JC - O que é mais difícil para o paciente com diabetes aceitar ou mudar?

Carlos - O maior obstáculo geralmente é a insulina. Todo mundo tem muito preconceito e medo das injeções. No diabetes tipo 2, a pessoa acredita ser o fim ou uma situação muito grave, quando na verdade precisa apenas repor algo que está faltando no organismo. E depois tem também a dificuldade em mudar a dieta, iniciar uma atividade física.

JC - Desde 2008 o senhor tem feito parte de importantes grupos de pesquisa. Quais foram as contribuições mais importantes desses trabalhos?

Carlos - Unificamos o diagnóstico de diabetes gestacional no Brasil. Antes existiam vários critérios, todos diferentes. A Sociedade Brasileira de Diabetes (SBD) adotava um, a Federação de Ginecologia adotava outro. Então, conseguimos falar a mesma língua. Isso foi fantástico. Em 2019, lançamos novos protocolos sobre tratamento do diabetes gestacional e, agora em 2021, também lançamos protocolos para os cuidados obstétricos com a mulher diabética. Nós escrevemos manuais para o Ministério da Saúde e o que determinamos nesses grupos são adotados pela pasta para o País todo. É uma atividade que me dá muito prazer.

JC - O senhor é docente da Medicina da USP desde o começo do curso. Qual a recompensa desse trabalho?

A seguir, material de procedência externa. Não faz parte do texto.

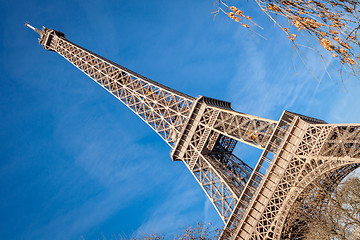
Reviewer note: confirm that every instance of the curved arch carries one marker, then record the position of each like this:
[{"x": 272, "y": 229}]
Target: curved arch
[{"x": 340, "y": 170}]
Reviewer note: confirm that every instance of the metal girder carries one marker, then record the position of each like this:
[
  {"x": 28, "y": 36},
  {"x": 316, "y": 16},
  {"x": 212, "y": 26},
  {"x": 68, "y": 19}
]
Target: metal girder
[
  {"x": 307, "y": 152},
  {"x": 161, "y": 107}
]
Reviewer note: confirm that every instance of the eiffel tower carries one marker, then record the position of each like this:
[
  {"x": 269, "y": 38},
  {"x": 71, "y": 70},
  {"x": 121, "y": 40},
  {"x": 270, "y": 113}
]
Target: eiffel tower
[{"x": 301, "y": 155}]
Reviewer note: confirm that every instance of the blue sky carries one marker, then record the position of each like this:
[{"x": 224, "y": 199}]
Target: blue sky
[{"x": 75, "y": 162}]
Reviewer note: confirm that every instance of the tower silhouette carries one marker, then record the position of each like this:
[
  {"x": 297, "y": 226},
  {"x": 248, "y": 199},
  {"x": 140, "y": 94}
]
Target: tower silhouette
[{"x": 300, "y": 154}]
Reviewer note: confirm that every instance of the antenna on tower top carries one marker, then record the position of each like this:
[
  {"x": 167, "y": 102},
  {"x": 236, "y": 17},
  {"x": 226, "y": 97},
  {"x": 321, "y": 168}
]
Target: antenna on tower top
[{"x": 35, "y": 29}]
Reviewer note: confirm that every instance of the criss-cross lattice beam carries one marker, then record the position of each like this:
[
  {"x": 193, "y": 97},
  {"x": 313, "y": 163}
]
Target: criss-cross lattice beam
[
  {"x": 307, "y": 152},
  {"x": 162, "y": 108},
  {"x": 252, "y": 130}
]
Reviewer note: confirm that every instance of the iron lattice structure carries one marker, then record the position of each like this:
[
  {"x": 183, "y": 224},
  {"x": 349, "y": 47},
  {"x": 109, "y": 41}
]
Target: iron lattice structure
[{"x": 299, "y": 153}]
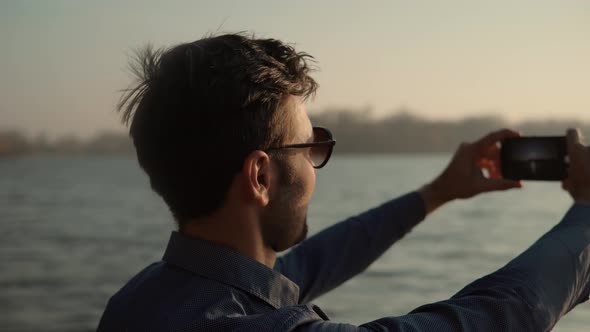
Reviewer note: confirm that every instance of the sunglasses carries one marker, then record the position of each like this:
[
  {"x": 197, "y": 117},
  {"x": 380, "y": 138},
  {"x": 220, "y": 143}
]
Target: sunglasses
[{"x": 321, "y": 148}]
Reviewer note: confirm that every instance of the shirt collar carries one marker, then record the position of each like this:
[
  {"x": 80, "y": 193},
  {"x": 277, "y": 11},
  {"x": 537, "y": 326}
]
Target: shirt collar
[{"x": 226, "y": 265}]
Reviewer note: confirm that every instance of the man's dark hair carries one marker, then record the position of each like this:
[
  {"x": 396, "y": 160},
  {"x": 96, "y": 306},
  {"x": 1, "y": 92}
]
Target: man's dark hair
[{"x": 200, "y": 108}]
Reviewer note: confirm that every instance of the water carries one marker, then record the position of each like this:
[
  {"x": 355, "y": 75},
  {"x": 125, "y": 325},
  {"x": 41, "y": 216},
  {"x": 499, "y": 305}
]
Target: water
[{"x": 75, "y": 229}]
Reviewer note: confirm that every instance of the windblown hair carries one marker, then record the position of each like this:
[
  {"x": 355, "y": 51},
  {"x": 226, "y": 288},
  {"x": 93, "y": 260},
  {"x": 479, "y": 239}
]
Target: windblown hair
[{"x": 200, "y": 108}]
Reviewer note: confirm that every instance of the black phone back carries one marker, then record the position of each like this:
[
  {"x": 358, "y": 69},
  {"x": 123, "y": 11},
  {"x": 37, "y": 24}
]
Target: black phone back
[{"x": 534, "y": 158}]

Carlos - É uma coisa extremamente boa, agradável. Os alunos são excelentes, serão superprofissionais. É muito legal participar justamente da formação deles e da faculdade. Era um sonho de Bauru. E eu, como bauruense, me sinto privilegiado em participar do nascimento desse curso. É uma faculdade com um futuro brilhante.

JC - Tem algum hobby?

Carlos - Gosto muito de ler. De tudo, biografia e história, principalmente. Também faço caminhada diariamente e academia duas vezes por semana. Gosto de ópera, MPB e de música italiana, essa vem de berço. E eu e minha esposa viajamos bastante. Uma das mais marcantes foi para a Itália, em 2018, fomos à cidade onde meu avô nasceu, Legnaro. O prefeito fez inclusive uma homenagem para nós. Outro passeio legal foi em Barcelona, 2019. Também fiz viagens interessantes para Egito, Índia e Tailândia. 

JC - Qual considera a maior satisfação profissional?

Carlos - É ver o paciente melhorar. Quando ele adere ao tratamento, você nota isso claramente. É emocionante, empolgante. E tudo depende do binômio médico-paciente. A medicina é fantástica, fiz por vocação, por paixão, por amor. Ela te surpreende todo dia.